The young Latvian woman who gave birth was screaming in my face and dragging me. The ship’s list increased and so did my terror. I stumbled behind the girl, my back feeling so heavy. And then we passed two rafts, stuck together with ice. She began kicking at them frantically, to dislodge them from the deck. One of the rafts came loose. The girl pulled me down onto it.
And then we began to slide.
emilia
The raft was sheet steel with large buoyancy floats on each end. Planks of wood stretched across the tanks with netting in between. The ship tilted and our raft began to skid. Like a winter sled racing down an icy hill, we skated across the deck.
Metal scraping. People screaming.
I grasped tightly to the netting. Our raft launched out into the sea.

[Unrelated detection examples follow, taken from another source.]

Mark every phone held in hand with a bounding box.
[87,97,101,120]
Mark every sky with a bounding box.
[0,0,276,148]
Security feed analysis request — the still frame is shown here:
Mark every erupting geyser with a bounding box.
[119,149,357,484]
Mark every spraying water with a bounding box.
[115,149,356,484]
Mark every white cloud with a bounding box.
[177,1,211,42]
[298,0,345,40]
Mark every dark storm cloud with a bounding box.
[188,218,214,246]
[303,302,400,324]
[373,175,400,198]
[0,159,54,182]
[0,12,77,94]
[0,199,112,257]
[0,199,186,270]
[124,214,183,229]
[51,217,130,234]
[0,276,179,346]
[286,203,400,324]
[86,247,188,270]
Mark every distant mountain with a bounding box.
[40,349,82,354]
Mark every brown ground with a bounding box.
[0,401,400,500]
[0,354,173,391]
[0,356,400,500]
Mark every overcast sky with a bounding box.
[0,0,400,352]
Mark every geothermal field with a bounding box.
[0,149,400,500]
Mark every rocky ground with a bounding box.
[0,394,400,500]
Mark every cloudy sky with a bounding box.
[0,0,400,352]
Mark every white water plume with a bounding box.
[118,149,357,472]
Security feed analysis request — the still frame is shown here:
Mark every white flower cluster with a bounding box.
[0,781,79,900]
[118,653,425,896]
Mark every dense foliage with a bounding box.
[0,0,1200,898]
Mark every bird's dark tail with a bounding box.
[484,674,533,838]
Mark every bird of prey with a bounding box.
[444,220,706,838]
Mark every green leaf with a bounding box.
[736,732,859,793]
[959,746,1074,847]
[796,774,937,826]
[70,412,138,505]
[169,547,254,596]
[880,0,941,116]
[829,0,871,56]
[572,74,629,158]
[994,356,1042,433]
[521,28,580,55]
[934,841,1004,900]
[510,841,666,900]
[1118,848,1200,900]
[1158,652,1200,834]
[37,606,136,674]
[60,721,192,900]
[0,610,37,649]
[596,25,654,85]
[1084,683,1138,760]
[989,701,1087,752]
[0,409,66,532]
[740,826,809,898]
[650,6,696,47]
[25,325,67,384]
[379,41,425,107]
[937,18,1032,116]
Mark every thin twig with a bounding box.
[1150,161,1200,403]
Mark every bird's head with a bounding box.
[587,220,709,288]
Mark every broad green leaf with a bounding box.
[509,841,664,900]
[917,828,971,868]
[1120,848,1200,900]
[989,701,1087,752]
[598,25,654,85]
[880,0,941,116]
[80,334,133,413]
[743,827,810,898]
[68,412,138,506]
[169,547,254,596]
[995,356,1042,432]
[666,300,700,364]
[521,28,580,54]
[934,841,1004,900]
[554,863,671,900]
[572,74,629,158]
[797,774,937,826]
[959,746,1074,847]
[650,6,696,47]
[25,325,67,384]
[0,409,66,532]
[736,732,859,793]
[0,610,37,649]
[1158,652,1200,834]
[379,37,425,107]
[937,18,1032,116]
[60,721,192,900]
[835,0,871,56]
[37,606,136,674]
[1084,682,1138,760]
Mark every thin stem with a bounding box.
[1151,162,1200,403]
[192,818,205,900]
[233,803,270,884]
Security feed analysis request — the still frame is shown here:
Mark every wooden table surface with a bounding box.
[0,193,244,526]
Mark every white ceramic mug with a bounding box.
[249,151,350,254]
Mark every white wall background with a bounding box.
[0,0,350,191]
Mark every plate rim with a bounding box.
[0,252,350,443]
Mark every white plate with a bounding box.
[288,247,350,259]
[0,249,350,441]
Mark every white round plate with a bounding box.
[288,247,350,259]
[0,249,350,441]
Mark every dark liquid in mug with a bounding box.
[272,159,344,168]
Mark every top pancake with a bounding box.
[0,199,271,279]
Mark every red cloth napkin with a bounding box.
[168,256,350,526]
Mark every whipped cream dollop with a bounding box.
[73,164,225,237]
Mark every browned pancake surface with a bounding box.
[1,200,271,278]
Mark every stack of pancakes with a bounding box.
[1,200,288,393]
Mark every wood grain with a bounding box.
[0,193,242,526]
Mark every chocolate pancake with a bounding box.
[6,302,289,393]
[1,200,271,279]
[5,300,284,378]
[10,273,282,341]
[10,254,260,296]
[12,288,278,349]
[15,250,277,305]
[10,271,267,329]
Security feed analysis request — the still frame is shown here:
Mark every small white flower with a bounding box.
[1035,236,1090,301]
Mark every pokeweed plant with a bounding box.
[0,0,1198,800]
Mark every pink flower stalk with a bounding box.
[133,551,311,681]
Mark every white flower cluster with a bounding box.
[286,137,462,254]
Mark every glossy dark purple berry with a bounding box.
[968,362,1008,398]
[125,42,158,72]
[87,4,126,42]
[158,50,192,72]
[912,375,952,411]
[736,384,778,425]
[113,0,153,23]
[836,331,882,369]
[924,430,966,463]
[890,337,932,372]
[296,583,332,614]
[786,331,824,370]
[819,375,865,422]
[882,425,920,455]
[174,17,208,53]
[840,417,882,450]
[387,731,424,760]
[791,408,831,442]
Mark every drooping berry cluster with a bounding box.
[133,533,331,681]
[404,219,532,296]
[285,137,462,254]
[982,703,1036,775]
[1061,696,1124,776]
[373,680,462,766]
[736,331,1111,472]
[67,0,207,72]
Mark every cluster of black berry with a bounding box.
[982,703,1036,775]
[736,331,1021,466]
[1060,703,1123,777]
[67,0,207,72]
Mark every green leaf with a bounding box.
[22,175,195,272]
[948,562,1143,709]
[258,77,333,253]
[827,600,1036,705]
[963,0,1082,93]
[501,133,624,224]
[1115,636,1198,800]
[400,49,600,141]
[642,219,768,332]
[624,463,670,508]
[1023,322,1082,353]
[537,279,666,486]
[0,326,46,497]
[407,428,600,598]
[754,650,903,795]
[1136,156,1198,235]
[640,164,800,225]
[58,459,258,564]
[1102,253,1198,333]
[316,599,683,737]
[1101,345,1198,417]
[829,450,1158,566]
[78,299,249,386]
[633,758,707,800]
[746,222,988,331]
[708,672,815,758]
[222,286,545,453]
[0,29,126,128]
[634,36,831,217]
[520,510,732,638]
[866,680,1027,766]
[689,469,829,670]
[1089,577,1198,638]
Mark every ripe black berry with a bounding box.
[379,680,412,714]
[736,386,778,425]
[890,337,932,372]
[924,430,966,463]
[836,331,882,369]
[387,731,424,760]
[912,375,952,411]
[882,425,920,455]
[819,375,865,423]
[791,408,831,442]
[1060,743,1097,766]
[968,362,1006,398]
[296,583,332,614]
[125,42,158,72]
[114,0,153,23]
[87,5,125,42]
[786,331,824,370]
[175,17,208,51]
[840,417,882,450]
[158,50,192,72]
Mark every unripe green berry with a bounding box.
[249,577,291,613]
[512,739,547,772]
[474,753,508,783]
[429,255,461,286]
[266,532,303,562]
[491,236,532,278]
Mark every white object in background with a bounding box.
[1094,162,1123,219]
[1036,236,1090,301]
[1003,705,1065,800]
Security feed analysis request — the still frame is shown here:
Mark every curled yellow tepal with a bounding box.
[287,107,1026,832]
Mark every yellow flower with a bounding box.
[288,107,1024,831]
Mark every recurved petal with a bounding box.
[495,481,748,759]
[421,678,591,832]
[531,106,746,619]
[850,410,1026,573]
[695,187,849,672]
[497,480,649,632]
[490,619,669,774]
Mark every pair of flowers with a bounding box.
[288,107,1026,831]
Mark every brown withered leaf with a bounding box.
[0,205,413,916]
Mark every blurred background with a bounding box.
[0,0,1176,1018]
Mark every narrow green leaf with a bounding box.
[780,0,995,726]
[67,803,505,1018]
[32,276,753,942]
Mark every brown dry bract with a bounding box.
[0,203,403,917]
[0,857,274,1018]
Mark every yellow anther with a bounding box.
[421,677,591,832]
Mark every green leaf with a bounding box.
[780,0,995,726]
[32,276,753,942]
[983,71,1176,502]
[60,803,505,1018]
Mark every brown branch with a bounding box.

Items tumbled into the water behind us with a splash. Luggage. Empty rafts. Empty bodies.
A crowded lifeboat floated nearby. Drowning people in the water clung to the edges of the boat, desperately trying to pull themselves in.
“Please,” begged a teenage boy. “I’m so cold. Please let me in.” He gripped the side of the lifeboat, struggling to pull himself up.
“It’s too crowded. It will capsize,” argued the people in the boat.
“Could you please warm my hands then? Please, help me?”
They did not warm his hands. They beat at the teenager’s fingers until he released his grip and slipped beneath the surface with a few small bubbles.
“Come!” I yelled to the people in the water. “We have room on the raft.” And then an enormous wave lifted the raft and pulled us away from the sinking ship.